Phil Kessel‘s arrival appears to have energized fans of the Arizona Coyotes.
Season ticket sales at Gila River Arena are up 600 percent compared to the same week last year, including a 550 percent increase in all ticket sales, the Arizona Republic reported Thursday. The Coyotes have also had a 94 percent renewal of season tickets, their highest mark since moving to Glendale, Arizona, in 2003-04.
Kessel, a forward who has scored at least 30 goals in a season six times in the NHL, was acquired in a trade with the Pittsburgh Penguins on June 29.
“It’s certainly satisfying and exciting to see us doing something as a franchise that we feel makes us a much more competitive team and puts us in a better position to win,” Coyotes president and CEO Ahron Cohen told the paper. “The fact that other people in this market are seeing that, fans are seeing that, and they’re jumping on board. It’s good, positive momentum for this organization.”
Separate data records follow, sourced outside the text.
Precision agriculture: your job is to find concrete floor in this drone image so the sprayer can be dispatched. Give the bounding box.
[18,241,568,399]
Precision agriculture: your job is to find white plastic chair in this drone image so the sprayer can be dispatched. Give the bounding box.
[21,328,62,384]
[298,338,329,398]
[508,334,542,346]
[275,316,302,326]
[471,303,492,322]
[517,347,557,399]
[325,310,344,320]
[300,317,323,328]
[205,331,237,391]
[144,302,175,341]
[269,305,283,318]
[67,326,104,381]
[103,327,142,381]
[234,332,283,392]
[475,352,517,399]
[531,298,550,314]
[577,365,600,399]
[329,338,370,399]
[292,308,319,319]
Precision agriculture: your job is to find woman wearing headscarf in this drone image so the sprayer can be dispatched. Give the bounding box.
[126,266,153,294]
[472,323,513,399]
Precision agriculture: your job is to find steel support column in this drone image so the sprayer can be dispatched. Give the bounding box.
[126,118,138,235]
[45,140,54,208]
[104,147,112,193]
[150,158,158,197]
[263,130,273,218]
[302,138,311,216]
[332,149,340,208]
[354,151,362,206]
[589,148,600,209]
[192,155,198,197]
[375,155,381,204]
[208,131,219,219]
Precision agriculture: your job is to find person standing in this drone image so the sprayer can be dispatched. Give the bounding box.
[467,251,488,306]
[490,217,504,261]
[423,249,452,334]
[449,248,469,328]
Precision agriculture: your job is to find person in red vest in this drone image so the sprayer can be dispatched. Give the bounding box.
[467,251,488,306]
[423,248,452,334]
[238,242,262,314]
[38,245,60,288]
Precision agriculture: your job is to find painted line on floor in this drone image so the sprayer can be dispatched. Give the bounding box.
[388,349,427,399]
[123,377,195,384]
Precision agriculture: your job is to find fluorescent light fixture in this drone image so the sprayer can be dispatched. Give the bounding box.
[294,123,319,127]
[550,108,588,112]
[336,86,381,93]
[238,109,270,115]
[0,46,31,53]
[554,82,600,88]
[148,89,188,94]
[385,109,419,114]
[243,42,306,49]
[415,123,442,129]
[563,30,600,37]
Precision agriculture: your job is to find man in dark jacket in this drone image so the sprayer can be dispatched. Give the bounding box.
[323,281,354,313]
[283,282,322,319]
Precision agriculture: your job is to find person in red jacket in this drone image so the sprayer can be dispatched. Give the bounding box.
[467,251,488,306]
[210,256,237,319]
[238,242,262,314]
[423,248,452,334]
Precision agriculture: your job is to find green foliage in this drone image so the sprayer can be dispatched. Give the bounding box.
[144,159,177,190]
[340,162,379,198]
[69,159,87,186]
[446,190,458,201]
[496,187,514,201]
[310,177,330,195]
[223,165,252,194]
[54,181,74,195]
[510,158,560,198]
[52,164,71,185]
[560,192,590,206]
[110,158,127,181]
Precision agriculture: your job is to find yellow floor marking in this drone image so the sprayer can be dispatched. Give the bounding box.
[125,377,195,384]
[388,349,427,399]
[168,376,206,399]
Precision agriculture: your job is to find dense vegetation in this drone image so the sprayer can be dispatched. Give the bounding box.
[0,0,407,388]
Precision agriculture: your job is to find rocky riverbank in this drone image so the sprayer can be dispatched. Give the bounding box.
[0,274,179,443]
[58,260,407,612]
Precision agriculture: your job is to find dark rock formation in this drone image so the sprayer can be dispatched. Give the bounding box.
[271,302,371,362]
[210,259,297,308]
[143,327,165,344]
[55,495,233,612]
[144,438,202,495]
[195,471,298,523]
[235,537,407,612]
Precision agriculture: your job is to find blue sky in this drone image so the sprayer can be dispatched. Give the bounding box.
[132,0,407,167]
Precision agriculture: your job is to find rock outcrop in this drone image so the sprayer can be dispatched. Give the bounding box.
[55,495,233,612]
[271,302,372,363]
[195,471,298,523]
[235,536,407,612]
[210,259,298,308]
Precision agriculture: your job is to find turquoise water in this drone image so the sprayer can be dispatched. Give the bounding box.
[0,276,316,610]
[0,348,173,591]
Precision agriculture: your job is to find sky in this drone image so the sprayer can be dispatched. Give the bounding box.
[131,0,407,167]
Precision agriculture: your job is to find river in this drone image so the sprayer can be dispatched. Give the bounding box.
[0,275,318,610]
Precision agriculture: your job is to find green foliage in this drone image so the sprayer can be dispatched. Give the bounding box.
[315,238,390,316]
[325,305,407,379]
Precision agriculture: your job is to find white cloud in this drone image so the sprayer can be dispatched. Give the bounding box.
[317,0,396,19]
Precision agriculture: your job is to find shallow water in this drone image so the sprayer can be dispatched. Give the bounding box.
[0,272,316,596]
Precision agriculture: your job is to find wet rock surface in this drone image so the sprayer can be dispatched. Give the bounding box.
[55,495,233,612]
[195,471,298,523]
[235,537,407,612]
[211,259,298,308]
The Coyotes (39-35-8) finished four points behind the Colorado Avalanche for the second wild card into the Stanley Cup Playoffs from the Western Conference last season. They hope Kessel helps them reach the postseason for the first time since 2011-12, when they advanced to the Western Conference Final. In the trade, Arizona received Kessel, a fourth-round pick in the 2021 NHL Draft and minor league defenseman Dane Birks for forward Alex Galchenyuk and defenseman prospect Pierre-Olivier Joseph.
Kessel, who won the Stanley Cup with Pittsburgh in 2016 and 2017, could be the missing offensive piece for the Arizona, which scored 209 goals last season, tied with the Dallas Stars for the third-fewest in the NHL. He had 82 points (27 goals, 55 assists) in 82 games last season and has scored at least 20 goals in 11 straight. The last player to score at least 30 goals for the Coyotes was Radim Vrbata in 2011-12 (35).
Cohen said the rise in ticket sales is proof that fans in Arizona, some of whom have to battle rush-hour traffic during the 10-mile trip from downtown Phoenix, like the direction the Coyotes are headed.
“Some of the challenges that we’ve experienced in terms of location have been well-documented,” Cohen said. “We could be playing in Yuma (Arizona) or in midtown Manhattan, but if we’re not doing things to put a successful and competitive team on the ice, then we’re going to have limitations on how successful we can be.”